After deleting the HSTS policy, it's often necessary to clear your browser's cache and cookies for that specific site to ensure all old data is removed. You can do this via Chrome's settings or by right-clicking on the page, selecting 'Inspect', going to the 'Application' tab, and clearing 'Storage'.

A screenshot of Chrome's chrome://net-internals/#hsts page, highlighting the 'Delete domain security policies' section with an input field for the domain and a 'Delete' button.

Deleting HSTS policies for a specific domain in Chrome.

Method 2: Disabling HTTPS-First Mode (Chrome 90+)

For Chrome versions 90 and above, the HTTPS-First Mode can be a primary reason for unwanted redirects. This mode attempts to upgrade all navigations to HTTPS by default. You can disable this feature through Chrome's settings.

1. Access Chrome Settings

Open Chrome and go to chrome://settings/security.

2. Locate Security Section

Scroll down to the 'Advanced' section within the Security settings.

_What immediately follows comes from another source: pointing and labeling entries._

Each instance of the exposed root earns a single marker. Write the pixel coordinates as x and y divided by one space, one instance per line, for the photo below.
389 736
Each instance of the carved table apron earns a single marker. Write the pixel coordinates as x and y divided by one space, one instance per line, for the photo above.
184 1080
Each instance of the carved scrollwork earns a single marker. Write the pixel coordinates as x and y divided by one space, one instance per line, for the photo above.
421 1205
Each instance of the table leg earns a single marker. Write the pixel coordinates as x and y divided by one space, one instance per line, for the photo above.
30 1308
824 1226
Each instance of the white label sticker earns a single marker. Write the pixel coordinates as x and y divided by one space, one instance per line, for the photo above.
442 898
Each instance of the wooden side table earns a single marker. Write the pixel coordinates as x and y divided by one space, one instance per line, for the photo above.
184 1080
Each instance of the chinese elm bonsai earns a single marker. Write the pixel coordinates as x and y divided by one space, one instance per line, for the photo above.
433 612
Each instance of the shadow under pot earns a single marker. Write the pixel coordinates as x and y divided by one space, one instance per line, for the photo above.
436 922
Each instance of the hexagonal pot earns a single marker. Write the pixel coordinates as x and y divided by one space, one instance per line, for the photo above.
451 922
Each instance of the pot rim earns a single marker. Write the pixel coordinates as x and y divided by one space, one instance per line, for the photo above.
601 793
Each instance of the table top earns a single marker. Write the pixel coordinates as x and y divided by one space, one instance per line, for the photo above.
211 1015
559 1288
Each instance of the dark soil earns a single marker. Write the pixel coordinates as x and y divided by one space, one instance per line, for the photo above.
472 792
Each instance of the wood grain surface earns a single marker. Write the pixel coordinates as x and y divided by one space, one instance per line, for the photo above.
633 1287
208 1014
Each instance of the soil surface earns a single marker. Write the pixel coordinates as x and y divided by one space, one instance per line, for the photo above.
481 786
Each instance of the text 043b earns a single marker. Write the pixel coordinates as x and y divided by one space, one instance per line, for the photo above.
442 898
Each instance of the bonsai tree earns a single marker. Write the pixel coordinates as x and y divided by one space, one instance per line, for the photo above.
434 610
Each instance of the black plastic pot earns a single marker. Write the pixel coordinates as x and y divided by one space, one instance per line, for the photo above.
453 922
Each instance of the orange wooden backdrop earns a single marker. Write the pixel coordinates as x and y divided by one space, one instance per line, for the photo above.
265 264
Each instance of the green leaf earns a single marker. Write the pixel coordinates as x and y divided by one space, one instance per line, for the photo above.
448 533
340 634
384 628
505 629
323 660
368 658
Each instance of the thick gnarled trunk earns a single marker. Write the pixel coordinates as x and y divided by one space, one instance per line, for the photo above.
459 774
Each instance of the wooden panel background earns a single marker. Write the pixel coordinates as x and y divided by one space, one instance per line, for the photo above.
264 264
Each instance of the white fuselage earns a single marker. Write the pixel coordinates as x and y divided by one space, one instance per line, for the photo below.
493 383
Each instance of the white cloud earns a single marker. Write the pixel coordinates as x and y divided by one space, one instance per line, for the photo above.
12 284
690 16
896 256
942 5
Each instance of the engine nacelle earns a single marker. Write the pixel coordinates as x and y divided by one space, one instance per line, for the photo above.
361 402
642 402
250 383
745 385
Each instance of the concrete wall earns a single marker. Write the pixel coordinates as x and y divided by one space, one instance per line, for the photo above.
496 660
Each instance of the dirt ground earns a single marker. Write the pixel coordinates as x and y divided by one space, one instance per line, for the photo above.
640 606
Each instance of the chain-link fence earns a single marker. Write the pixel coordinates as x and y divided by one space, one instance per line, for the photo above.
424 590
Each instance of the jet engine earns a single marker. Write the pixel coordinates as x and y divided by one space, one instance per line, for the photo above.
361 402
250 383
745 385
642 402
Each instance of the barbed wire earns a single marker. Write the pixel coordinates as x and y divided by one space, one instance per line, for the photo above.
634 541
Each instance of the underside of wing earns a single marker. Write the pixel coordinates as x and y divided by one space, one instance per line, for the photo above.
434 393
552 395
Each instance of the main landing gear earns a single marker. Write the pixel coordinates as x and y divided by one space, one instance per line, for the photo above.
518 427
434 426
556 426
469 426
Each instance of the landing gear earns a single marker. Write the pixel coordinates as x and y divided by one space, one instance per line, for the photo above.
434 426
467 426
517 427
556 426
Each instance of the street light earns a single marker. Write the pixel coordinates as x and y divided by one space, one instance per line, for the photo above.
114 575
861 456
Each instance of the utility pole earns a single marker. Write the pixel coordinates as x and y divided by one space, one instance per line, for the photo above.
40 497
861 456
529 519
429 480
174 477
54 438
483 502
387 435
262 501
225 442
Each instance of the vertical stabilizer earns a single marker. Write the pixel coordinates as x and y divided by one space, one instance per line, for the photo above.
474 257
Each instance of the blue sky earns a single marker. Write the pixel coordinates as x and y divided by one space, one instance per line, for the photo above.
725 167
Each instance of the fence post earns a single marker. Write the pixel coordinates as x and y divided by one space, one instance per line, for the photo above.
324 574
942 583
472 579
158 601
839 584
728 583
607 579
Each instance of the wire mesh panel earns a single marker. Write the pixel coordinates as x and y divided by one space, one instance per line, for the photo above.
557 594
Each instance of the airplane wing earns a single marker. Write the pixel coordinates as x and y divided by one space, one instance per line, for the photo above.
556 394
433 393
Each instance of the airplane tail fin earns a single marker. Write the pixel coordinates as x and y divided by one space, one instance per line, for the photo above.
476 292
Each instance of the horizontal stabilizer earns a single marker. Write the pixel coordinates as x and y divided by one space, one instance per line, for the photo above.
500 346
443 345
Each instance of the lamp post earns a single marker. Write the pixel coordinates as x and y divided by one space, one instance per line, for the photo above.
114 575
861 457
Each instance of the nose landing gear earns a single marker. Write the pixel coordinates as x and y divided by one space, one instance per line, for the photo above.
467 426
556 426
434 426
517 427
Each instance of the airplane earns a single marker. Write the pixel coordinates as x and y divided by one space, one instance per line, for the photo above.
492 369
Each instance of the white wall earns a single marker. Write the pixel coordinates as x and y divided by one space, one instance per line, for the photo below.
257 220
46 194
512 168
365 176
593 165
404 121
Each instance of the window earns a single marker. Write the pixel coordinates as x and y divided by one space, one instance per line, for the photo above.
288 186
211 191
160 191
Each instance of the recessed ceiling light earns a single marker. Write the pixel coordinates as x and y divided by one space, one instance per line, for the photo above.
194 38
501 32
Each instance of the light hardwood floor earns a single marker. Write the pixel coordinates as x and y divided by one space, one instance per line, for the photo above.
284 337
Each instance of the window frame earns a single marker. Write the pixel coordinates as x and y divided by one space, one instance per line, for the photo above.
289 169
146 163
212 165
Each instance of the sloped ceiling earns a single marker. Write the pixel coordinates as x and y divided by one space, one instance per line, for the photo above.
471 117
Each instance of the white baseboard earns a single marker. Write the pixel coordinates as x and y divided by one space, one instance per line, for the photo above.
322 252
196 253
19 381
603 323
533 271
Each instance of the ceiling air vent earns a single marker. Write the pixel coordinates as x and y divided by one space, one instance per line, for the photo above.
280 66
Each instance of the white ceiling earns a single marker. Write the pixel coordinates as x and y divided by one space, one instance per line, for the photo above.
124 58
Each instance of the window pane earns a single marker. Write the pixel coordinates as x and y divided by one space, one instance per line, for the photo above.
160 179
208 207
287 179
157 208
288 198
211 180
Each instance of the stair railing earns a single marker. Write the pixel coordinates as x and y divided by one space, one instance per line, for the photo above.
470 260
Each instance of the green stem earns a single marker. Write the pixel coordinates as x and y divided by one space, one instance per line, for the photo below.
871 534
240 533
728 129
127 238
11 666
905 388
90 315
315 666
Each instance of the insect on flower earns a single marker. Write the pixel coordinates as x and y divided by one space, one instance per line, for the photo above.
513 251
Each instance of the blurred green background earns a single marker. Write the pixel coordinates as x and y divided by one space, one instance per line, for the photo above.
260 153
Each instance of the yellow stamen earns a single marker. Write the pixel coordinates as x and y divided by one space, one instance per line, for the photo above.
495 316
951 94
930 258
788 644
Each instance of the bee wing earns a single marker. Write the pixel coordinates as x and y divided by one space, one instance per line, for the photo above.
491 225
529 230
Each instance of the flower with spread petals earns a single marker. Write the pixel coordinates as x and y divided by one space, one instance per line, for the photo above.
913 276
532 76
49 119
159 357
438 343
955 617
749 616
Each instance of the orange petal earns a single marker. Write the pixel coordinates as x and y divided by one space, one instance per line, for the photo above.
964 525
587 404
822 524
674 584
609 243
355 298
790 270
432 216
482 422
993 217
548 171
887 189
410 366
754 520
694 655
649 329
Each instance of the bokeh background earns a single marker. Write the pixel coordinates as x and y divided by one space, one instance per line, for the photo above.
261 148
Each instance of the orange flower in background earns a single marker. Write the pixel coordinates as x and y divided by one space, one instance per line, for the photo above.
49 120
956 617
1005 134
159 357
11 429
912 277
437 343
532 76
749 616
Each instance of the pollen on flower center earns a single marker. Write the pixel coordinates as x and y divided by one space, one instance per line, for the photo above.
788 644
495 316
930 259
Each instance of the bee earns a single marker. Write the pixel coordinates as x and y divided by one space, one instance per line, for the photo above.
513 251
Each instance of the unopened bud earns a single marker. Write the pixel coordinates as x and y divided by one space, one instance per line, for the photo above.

3. Toggle HTTPS-First Mode

Find the option 'Always use secure connections' (or 'HTTPS-First Mode' in older versions) and toggle it OFF. This will prevent Chrome from automatically upgrading HTTP requests to HTTPS.

A screenshot of Chrome's security settings page, with the 'Always use secure connections' toggle highlighted in the 'Advanced' section, showing it in the 'off' position.

Disabling 'Always use secure connections' in Chrome settings.

Method 3: Using Command-Line Flags (Advanced)

For more persistent or programmatic control, you can launch Chrome with specific command-line flags. This method is particularly useful for developers or automated testing environments.

google-chrome --args --disable-features=SSLCommonNameMismatchHandling,SSLv3Fallback,RequireCT,StrictSecureContexts,BlockInsecurePrivateNetworkRequests

Example command to launch Chrome with various security features disabled.

While there isn't a single flag to disable all HTTPS redirection, flags like --allow-running-insecure-content can help with mixed content warnings, and --ignore-certificate-errors can bypass certificate validation, which might indirectly help in some local development scenarios where self-signed certificates are used. However, these are generally not recommended for general browsing.

While less recommended due to potential security implications and reliance on third-party code, some browser extensions claim to manage or disable HTTPS redirection. Exercise extreme caution when installing such extensions, as they require significant permissions and could introduce new security vulnerabilities.

In conclusion, while Chrome's default behavior of prioritizing HTTPS is a crucial security feature, there are legitimate reasons to temporarily or selectively disable it. The HSTS bypass and disabling HTTPS-First Mode are the most common and effective methods for managing this behavior for specific sites or general browsing, respectively. Always remember to re-enable security features or clear HSTS policies once your specific task is complete to maintain a secure browsing experience.